Archive for the ‘Relationships’ Category

Special permission

Wednesday, September 1st, 2010

I often get warned that a lot of the angst I experience is because I expect too much of people. There is a largely unspoken societal rule that says ‘Don’t expect a lot from others.’ I have seen blog posts dedicated to this exact topic. How much should we expect from friends? How much should you expect from wedding guests, or the guests from the couple? How much is it reasonable to expect grandparents to help with child care?

Everybody has a different agenda. Everybody has competing priorities. Everybody has a schedule that is packed to bursting. Most people want to help you, support you and meet your expectations (I am an optimist). But sometimes, often? it just isn’t possible. So we have learned to expect less. Certainly less that my grandmother could expect from her friends and neighbors when she was my age.

What really pisses me off is when people get upset when you do too much. They start talking about ‘your place’. They start listing off your other obligations. They get defensive. They get suspicious. They get upset.

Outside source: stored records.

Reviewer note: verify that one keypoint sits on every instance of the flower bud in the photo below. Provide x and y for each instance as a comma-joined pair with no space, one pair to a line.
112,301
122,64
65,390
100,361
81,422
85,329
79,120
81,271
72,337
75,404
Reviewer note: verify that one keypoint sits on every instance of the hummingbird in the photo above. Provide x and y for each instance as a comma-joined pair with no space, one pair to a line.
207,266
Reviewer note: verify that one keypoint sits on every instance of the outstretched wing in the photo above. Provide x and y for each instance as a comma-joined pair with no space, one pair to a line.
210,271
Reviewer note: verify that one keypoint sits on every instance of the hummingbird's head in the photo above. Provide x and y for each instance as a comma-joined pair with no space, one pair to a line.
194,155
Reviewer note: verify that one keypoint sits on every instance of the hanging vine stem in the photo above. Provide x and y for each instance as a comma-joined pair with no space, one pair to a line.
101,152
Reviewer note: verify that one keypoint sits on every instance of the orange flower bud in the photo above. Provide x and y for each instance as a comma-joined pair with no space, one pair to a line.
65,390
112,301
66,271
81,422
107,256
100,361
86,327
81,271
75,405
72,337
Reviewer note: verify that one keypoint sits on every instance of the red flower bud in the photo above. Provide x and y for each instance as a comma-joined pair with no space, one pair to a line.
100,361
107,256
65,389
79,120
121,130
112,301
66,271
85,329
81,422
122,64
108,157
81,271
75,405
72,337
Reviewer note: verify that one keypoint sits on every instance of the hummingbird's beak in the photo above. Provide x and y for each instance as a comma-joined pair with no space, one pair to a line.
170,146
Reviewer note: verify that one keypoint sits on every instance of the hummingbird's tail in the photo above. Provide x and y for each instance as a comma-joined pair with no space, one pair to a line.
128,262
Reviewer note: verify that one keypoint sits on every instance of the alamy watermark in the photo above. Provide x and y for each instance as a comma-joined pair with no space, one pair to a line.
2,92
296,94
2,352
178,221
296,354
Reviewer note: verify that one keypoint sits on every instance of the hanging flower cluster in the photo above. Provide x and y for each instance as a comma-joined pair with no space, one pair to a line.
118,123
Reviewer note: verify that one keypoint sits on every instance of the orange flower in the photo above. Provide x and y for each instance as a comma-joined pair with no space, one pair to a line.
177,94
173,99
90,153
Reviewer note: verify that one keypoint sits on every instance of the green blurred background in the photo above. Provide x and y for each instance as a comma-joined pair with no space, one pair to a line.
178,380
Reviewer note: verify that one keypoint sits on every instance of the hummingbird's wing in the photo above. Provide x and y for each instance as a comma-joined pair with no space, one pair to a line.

It makes me wonder what happened to us as a society? What happened to paying it forward? Personal generosity? Helping a neighbour? We are all in for attending a concert for charity. Having money direct debited from our account each month to support the faceless needy. But cooking for the elderly, giving a struggling friend a much needed rest, actually showing up for each other when it counts, well, it seems we need some special permission for that.

I don’t know if it is compassion or pig-headedness, but I won’t be asking for special permission. I won’t be standing by when I could lend a hand, and I won’t be apologising for it either.

Ode to Peggy

Monday, July 26th, 2010

It’s my Nan’s birthday tomorrow. I won’t tell you how old she will be because she has Alzheimer’s and can’t remember herself. (And I think it would be rude to out her age here.) We can safely say she is pushing 90. Nanna, or Nanna Peg as my 2-year-old calls her, is responsible for my love of food and affinity with simple cooking & my love of reading.  (She is also quite possibly responsible for my addiction to pickled cucumbers – or else I might just be weird.)

One of the saddest things about her deteriorating memory is that the food she cooked every single day, from recipes she never ever wrote down, were the first causalities. The bonus of sitting on a high stool in her kitchen every chance I got as a child, watching her cook, stealing the ingredients, snacking with her whilst reading or watching the footy is that my taste-buds know her food inside and out.

There are details of my grandmother that are committed to memory that I will never forget (fingers crossed I missed the Alzheimer’s gene). She was the first with a hug, she ate and cooked humble, hardy food, her skin was always soft, she did her hair with rollers and tied it up in a scarf until it set, she had a shoe collection to rival Carrie Bradshaw’s, she always set the table, she ate granny smith apples with salt, her meat pie and her bacon bone soup were to die for. Above all else she dedicated her whole life to nurturing and loving.

I used to think her path as a carer and home maker was old-fashioned and lacking in value. Oh how naive I was. The unfaltering dedication she showed caring for a procession of family  was saintly: from her husband to her children, her ailing parents to her grandchildren without so much as a sabbatical between them (us). She even opened her door to countless ‘strays’ over the years as well. The risk of your legacy in life being only love is that you can only hope those you touch keep your love alive.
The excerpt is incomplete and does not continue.